If the morning is your power time, chances are you roll out of bed and hit the ground running. Early morning can be an excellent time to exercise, before the phone calls, mail deliveries and other stresses of the day come in to distract you. However, it's important to take time to listen to the cues of your body, to reduce the feeling of nausea or sickness that can come from pushing yourself too hard.

    Hydrate your body. After sleeping eight or more hours, your body is dehydrated and your blood sugar is low. Even if you're not working out, you should be drinking a glass of water right when you wake up to increase your blood volume and get your blood flowing. This will help reduce dehydration and prepare your body for the exercise ahead. Also remember to stay hydrated throughout your workout. The Mayo Clinic recommends 2 to 3 cups of water in the two to three hours before you work out, and 1/2 to 1 cup every 15 or 20 minutes during your workout. Continue to hydrate after the workout.

    Eat breakfast that contains carbohydrates at least one hour before your workout. The Mayo Clinic recommends whole-grain cereals, fruit smoothies, juice, bananas, granola bars or low-fat milk to get in some quality calories and carbohydrates before you begin exercising. If that's not possible, drink a sports drink to get your blood sugar back to normal.

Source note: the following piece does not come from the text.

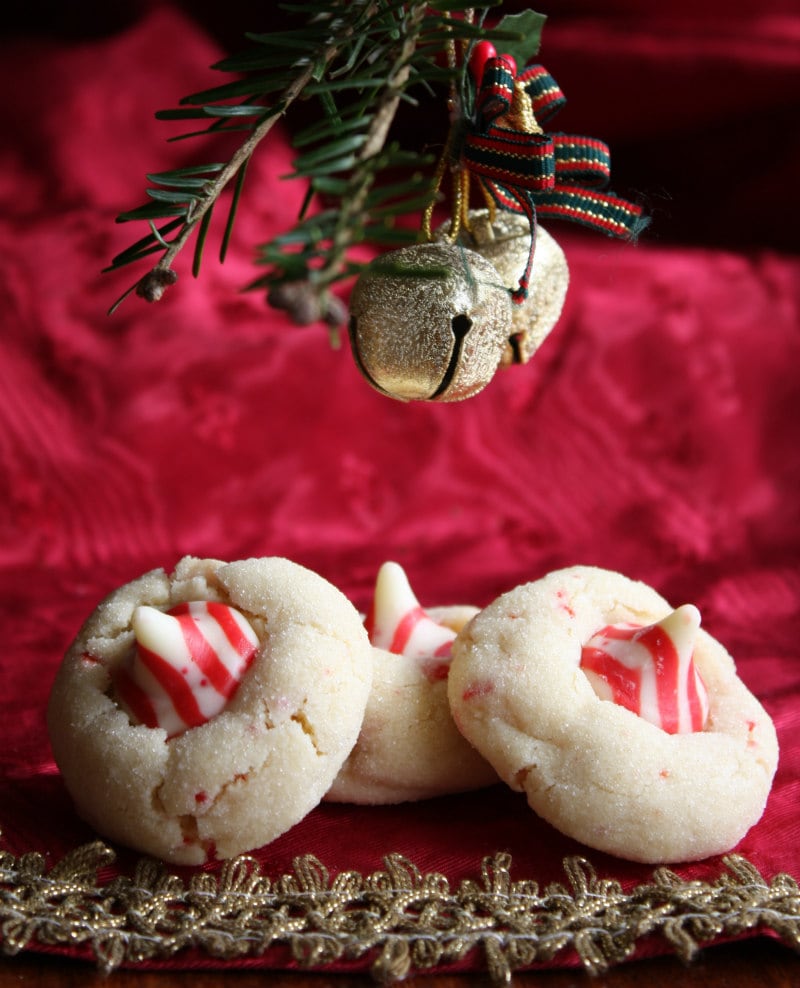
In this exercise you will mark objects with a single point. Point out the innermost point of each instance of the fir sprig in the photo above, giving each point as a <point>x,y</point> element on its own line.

    Prepare the night before. Ideally, you'll be able to get in some type of breakfast before you go straight to working out, but if you can't, give yourself some fuel to store overnight. Sports nutritionist Susan Kleiner, Ph.D., recommends a cup of hot cocoa just before bed as a way to store energy through the night.

    Eat a bigger meal after you work out, to help your muscles recover. According to the Mayo Clinic, the post-workout meal should contain protein and carbohydrates. Choices could include a sandwich with whole-grain bread and meat or nut butter, cheese and crackers, nuts and dried fruit, or yogurt and fruit.

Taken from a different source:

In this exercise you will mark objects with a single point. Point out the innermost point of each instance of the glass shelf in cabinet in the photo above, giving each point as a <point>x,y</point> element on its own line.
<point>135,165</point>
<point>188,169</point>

    Watch your exertion level. If you've tried the other steps and you're still feeling sick after you work out, you may be pushing yourself too hard for your fitness level. Decrease the intensity of your workout, then work slowly to increase the intensity over time.

    Consider motion sickness. According to Military Fitness trainer Stew Smith, some people get motion sickness when doing exercises such as abdominal crunches, because the eyes are focusing on different points in the room. To avoid this problem, select a point such as a window or a piece of fitness equipment and keep your gaze on that point throughout your routine.